HTML Source Code: DOM

  • To parse HTML, it is convenient to represent our HTML document as a tree-like structure that contains information in nodes and links information through branches.

  • This tree-like structure is called the Document Object Model (DOM).

    • DOM is a cross-platform and language-independent interface that treats an XML (eXtensible Markup Language) or HTML document as a tree structure wherein each node is an object representing a part of the document.

HTML Source Code: DOM

HTML Source Code: DOM

JavaScript (JS) – Adding Interactivity

  • JavaScript (JS) is a client-side programming language that enhances web interactivity.
    • It runs directly in the user’s browser, reducing server load.
    • JS is often used with third-party libraries to expand website functionality.
    • It enables dynamic content, user interactions, and animations.

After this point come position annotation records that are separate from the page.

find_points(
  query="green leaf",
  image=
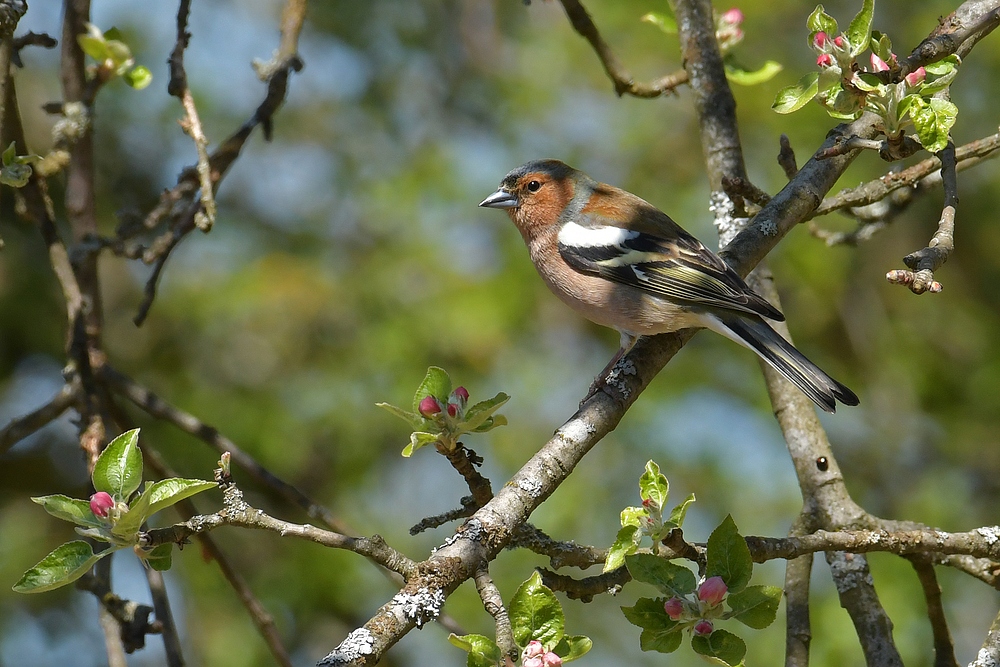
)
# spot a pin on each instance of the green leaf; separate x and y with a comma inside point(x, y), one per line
point(138, 77)
point(794, 97)
point(723, 645)
point(15, 175)
point(819, 21)
point(634, 516)
point(677, 514)
point(119, 52)
point(648, 614)
point(436, 383)
point(940, 75)
point(480, 412)
point(665, 21)
point(483, 651)
point(69, 509)
point(417, 440)
point(160, 557)
point(933, 121)
point(669, 578)
point(858, 33)
point(728, 556)
point(755, 606)
point(67, 563)
point(411, 418)
point(881, 45)
point(744, 77)
point(127, 527)
point(868, 82)
point(659, 633)
point(653, 485)
point(171, 491)
point(118, 470)
point(573, 647)
point(535, 613)
point(94, 47)
point(625, 544)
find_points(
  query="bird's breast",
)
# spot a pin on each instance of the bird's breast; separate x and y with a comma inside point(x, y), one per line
point(621, 307)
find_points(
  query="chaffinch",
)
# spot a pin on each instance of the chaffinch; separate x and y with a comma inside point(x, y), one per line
point(624, 264)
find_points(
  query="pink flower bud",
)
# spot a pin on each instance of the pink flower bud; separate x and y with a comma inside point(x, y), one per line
point(552, 660)
point(534, 649)
point(674, 608)
point(733, 16)
point(712, 590)
point(100, 503)
point(916, 77)
point(429, 406)
point(879, 65)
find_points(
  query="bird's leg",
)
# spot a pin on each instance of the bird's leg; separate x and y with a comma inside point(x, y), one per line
point(628, 341)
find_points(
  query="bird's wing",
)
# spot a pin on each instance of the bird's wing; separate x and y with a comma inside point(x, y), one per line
point(667, 262)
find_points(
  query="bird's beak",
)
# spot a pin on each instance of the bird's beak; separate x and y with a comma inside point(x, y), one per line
point(501, 199)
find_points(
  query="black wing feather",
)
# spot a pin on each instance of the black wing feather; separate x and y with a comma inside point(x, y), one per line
point(683, 270)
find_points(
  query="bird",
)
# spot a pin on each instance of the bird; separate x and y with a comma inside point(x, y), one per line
point(624, 264)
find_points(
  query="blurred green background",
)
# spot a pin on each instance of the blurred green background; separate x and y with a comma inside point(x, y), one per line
point(349, 255)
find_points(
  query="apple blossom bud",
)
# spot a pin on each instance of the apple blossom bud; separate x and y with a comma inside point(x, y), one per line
point(733, 16)
point(712, 590)
point(552, 660)
point(100, 503)
point(534, 649)
point(429, 406)
point(674, 608)
point(916, 77)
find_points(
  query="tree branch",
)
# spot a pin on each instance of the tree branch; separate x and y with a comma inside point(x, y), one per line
point(621, 78)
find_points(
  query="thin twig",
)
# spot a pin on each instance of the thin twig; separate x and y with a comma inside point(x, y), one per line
point(165, 618)
point(468, 508)
point(155, 406)
point(263, 621)
point(493, 603)
point(958, 33)
point(944, 647)
point(236, 512)
point(585, 589)
point(621, 78)
point(923, 263)
point(873, 191)
point(786, 158)
point(560, 554)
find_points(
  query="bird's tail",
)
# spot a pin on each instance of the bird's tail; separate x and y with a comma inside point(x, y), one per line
point(756, 334)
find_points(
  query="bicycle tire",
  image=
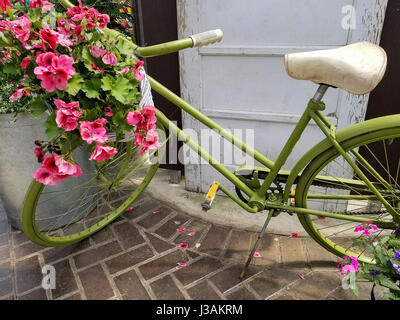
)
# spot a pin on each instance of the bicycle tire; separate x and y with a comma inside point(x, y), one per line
point(318, 228)
point(82, 227)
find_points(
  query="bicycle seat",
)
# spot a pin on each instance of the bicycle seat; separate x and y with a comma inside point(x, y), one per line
point(357, 68)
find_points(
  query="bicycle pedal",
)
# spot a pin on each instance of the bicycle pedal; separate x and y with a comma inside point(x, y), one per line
point(206, 205)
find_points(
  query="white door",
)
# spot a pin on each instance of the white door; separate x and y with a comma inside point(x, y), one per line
point(241, 82)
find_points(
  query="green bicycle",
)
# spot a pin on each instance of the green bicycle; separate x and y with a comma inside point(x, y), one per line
point(349, 178)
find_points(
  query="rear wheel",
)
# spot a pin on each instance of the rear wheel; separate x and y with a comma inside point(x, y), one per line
point(78, 207)
point(347, 194)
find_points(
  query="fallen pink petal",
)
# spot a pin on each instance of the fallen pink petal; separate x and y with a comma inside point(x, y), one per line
point(183, 245)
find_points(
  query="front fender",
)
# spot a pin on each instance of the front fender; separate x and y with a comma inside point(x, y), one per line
point(353, 131)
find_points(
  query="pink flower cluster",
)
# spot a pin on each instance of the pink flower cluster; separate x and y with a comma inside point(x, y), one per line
point(54, 71)
point(21, 91)
point(4, 4)
point(89, 15)
point(54, 169)
point(107, 57)
point(46, 5)
point(21, 29)
point(67, 114)
point(366, 227)
point(95, 132)
point(145, 134)
point(348, 264)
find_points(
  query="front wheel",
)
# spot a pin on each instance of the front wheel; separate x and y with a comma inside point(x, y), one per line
point(329, 184)
point(78, 207)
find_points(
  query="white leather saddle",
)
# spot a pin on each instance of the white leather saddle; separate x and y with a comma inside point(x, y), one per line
point(357, 68)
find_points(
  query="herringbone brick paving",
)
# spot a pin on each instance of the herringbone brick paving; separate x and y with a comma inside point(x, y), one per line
point(136, 258)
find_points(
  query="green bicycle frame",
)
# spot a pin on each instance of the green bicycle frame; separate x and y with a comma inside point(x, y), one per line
point(257, 199)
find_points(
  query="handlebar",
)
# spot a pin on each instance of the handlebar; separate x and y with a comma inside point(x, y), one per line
point(196, 40)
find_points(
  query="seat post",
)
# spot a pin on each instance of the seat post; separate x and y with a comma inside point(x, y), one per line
point(320, 93)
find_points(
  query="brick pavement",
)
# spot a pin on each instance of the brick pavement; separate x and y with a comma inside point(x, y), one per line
point(136, 258)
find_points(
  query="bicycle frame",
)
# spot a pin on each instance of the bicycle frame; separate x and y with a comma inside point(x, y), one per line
point(258, 199)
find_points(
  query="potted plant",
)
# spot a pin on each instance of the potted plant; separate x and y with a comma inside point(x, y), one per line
point(83, 81)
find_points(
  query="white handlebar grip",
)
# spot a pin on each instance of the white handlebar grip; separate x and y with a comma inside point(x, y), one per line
point(206, 38)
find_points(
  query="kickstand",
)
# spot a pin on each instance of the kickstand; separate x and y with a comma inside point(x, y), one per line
point(261, 234)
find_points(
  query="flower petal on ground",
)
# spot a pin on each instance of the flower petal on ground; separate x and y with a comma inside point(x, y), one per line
point(181, 264)
point(183, 245)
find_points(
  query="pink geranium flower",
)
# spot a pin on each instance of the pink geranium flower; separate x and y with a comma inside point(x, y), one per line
point(144, 119)
point(139, 76)
point(20, 92)
point(46, 177)
point(109, 58)
point(151, 142)
point(102, 153)
point(348, 264)
point(49, 37)
point(124, 70)
point(94, 131)
point(67, 114)
point(134, 118)
point(4, 4)
point(66, 168)
point(54, 169)
point(108, 112)
point(54, 71)
point(25, 63)
point(96, 52)
point(366, 228)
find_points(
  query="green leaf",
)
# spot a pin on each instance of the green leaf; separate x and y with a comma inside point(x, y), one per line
point(74, 84)
point(92, 88)
point(125, 47)
point(52, 130)
point(119, 119)
point(37, 106)
point(388, 283)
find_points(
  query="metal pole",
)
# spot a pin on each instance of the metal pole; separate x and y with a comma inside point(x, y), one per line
point(260, 235)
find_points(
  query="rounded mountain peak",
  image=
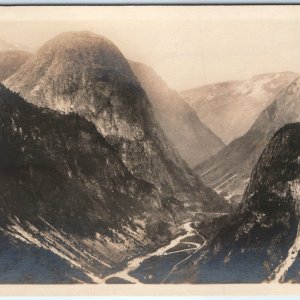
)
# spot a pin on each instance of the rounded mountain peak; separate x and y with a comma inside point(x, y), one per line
point(82, 48)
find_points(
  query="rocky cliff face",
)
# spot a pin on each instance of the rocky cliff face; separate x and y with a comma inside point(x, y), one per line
point(66, 194)
point(10, 62)
point(85, 73)
point(255, 241)
point(194, 140)
point(230, 108)
point(229, 171)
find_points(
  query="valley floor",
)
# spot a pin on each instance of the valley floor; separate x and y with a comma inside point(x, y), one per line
point(155, 267)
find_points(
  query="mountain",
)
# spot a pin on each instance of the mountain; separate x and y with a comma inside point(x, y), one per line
point(193, 139)
point(85, 73)
point(70, 209)
point(10, 61)
point(230, 108)
point(260, 243)
point(228, 172)
point(66, 199)
point(7, 46)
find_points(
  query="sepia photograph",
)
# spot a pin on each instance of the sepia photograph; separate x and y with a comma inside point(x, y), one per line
point(149, 145)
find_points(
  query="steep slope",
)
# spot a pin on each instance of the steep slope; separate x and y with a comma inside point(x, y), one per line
point(63, 189)
point(70, 209)
point(10, 62)
point(5, 46)
point(230, 108)
point(228, 172)
point(255, 241)
point(194, 141)
point(85, 73)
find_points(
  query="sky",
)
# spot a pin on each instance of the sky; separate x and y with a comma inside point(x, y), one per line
point(188, 46)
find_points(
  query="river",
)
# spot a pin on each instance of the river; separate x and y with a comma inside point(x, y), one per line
point(155, 267)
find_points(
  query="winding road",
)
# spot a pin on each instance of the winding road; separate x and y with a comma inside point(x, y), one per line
point(163, 251)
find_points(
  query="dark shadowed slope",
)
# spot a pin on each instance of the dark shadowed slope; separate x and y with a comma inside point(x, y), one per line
point(194, 140)
point(229, 171)
point(254, 245)
point(10, 62)
point(64, 189)
point(230, 108)
point(85, 73)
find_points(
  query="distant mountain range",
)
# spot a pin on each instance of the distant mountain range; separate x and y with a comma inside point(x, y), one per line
point(260, 242)
point(228, 172)
point(230, 108)
point(7, 46)
point(108, 175)
point(87, 173)
point(10, 62)
point(193, 139)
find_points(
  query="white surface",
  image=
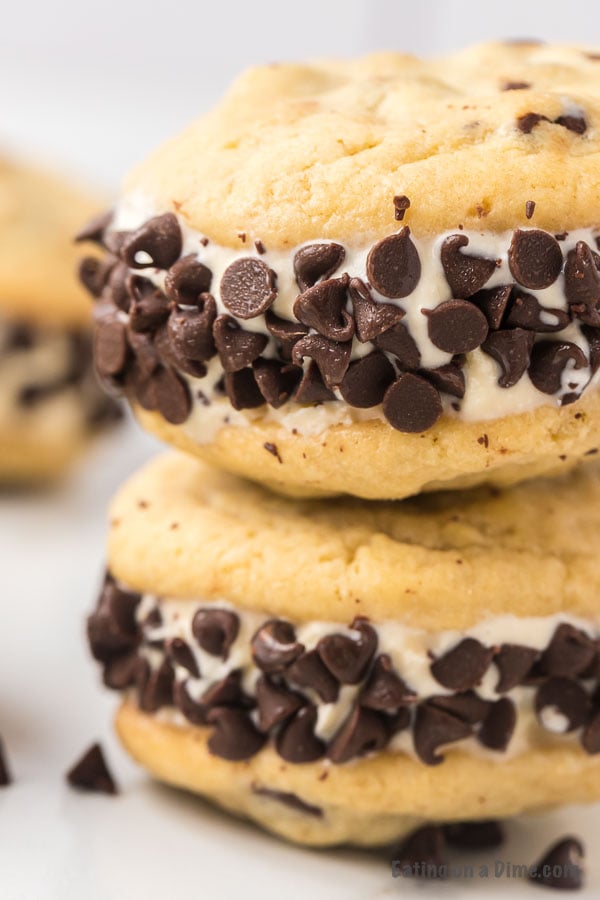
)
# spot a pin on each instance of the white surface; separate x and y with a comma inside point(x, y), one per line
point(149, 842)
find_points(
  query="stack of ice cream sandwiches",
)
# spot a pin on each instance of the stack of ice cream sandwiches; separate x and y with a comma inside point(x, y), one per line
point(364, 298)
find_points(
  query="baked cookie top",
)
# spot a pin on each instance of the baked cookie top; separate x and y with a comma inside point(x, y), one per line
point(40, 214)
point(298, 152)
point(444, 561)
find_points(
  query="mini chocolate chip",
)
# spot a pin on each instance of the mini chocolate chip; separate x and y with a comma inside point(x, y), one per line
point(465, 274)
point(535, 258)
point(384, 690)
point(393, 265)
point(91, 773)
point(309, 671)
point(332, 357)
point(276, 381)
point(569, 653)
point(514, 661)
point(242, 390)
point(110, 347)
point(499, 725)
point(561, 867)
point(348, 658)
point(312, 388)
point(434, 727)
point(582, 283)
point(297, 742)
point(565, 697)
point(216, 630)
point(237, 348)
point(364, 731)
point(159, 239)
point(172, 396)
point(481, 834)
point(493, 303)
point(549, 359)
point(448, 379)
point(367, 380)
point(248, 287)
point(371, 318)
point(512, 352)
point(274, 646)
point(323, 307)
point(411, 404)
point(291, 800)
point(234, 736)
point(275, 703)
point(180, 654)
point(187, 280)
point(527, 312)
point(398, 341)
point(317, 261)
point(456, 326)
point(462, 667)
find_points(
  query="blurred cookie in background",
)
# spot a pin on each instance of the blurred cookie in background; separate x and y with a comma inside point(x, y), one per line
point(50, 402)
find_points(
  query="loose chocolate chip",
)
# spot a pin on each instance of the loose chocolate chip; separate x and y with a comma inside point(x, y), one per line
point(465, 274)
point(527, 312)
point(561, 867)
point(332, 357)
point(364, 731)
point(482, 834)
point(348, 658)
point(180, 654)
point(456, 326)
point(463, 667)
point(371, 318)
point(323, 307)
point(582, 283)
point(549, 359)
point(276, 381)
point(291, 800)
point(275, 703)
point(434, 727)
point(512, 351)
point(514, 661)
point(309, 671)
point(422, 854)
point(393, 265)
point(535, 258)
point(367, 380)
point(411, 404)
point(110, 347)
point(315, 262)
point(172, 396)
point(297, 742)
point(499, 725)
point(569, 653)
point(561, 705)
point(242, 390)
point(91, 773)
point(274, 646)
point(248, 287)
point(216, 630)
point(187, 280)
point(312, 388)
point(448, 379)
point(384, 690)
point(493, 303)
point(237, 348)
point(234, 736)
point(398, 341)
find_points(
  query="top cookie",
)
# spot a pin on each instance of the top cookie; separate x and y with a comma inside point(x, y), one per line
point(298, 152)
point(40, 214)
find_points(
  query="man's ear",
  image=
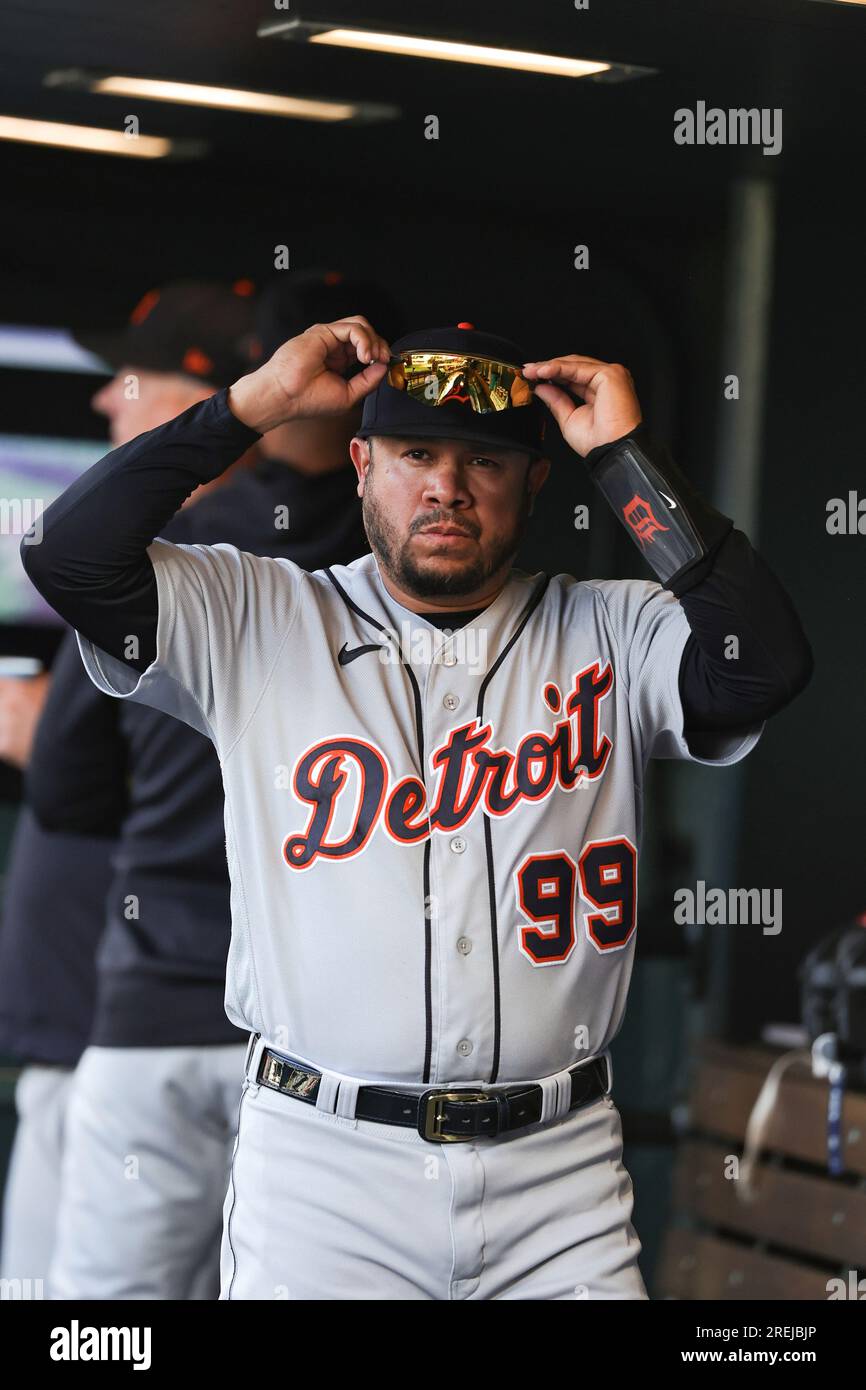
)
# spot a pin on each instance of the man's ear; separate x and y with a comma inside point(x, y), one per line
point(537, 476)
point(359, 451)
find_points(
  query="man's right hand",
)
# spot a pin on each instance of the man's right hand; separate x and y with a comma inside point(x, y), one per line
point(305, 377)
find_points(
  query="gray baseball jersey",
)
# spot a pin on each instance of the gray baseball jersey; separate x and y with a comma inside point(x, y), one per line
point(433, 838)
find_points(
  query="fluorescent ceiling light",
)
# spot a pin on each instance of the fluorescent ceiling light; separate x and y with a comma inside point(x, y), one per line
point(223, 99)
point(446, 50)
point(85, 138)
point(45, 349)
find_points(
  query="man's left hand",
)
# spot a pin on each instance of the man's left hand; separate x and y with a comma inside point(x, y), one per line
point(610, 410)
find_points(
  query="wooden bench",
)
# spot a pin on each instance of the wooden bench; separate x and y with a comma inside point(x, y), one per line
point(802, 1228)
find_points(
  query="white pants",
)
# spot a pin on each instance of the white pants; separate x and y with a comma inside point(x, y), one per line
point(32, 1184)
point(149, 1141)
point(321, 1207)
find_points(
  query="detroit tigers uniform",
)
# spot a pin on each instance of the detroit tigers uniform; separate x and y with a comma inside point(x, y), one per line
point(433, 843)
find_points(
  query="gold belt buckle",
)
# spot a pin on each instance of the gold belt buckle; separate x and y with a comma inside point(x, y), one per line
point(433, 1116)
point(281, 1075)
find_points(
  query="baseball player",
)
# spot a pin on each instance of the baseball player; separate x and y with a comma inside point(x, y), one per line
point(433, 767)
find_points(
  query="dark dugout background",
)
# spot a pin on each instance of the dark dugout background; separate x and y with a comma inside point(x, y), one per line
point(704, 262)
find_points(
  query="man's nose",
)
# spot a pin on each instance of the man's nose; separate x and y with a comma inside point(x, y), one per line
point(448, 487)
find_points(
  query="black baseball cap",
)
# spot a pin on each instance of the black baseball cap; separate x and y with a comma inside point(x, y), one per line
point(392, 412)
point(295, 300)
point(198, 328)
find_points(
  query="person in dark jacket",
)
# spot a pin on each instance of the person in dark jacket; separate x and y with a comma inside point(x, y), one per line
point(154, 1098)
point(63, 861)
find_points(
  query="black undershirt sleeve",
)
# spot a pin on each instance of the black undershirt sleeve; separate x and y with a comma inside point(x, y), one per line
point(91, 563)
point(747, 655)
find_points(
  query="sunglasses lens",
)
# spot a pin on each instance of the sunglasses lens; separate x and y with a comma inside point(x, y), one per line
point(435, 378)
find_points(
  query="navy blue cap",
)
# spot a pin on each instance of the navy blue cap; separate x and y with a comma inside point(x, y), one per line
point(198, 328)
point(391, 412)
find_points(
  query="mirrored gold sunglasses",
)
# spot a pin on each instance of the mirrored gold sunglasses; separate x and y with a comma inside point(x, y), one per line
point(441, 378)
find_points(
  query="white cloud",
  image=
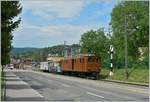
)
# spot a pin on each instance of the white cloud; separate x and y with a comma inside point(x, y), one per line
point(28, 34)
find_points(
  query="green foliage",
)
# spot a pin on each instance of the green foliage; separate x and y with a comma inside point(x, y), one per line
point(9, 10)
point(136, 27)
point(97, 43)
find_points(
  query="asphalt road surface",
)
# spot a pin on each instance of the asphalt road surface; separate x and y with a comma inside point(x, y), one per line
point(65, 88)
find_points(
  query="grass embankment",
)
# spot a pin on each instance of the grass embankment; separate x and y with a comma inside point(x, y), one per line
point(136, 75)
point(3, 85)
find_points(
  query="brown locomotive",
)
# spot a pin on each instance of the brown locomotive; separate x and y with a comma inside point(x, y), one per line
point(85, 65)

Cascading Style Sheets (CSS) – Styling the Web

  • CSS is used to design and format the layout of a webpage.
    • It controls colors, fonts, text size, background, spacing, and display properties.
    • Analogy:
      • HTML = The structure of a house (walls, roof, foundation).
      • CSS = The decoration (paint, carpet, wallpapers).
      • JS = The interactive elements (automatic doors, lights, smart devices).
  • Together, HTML, CSS, and JS form the foundation of modern web development.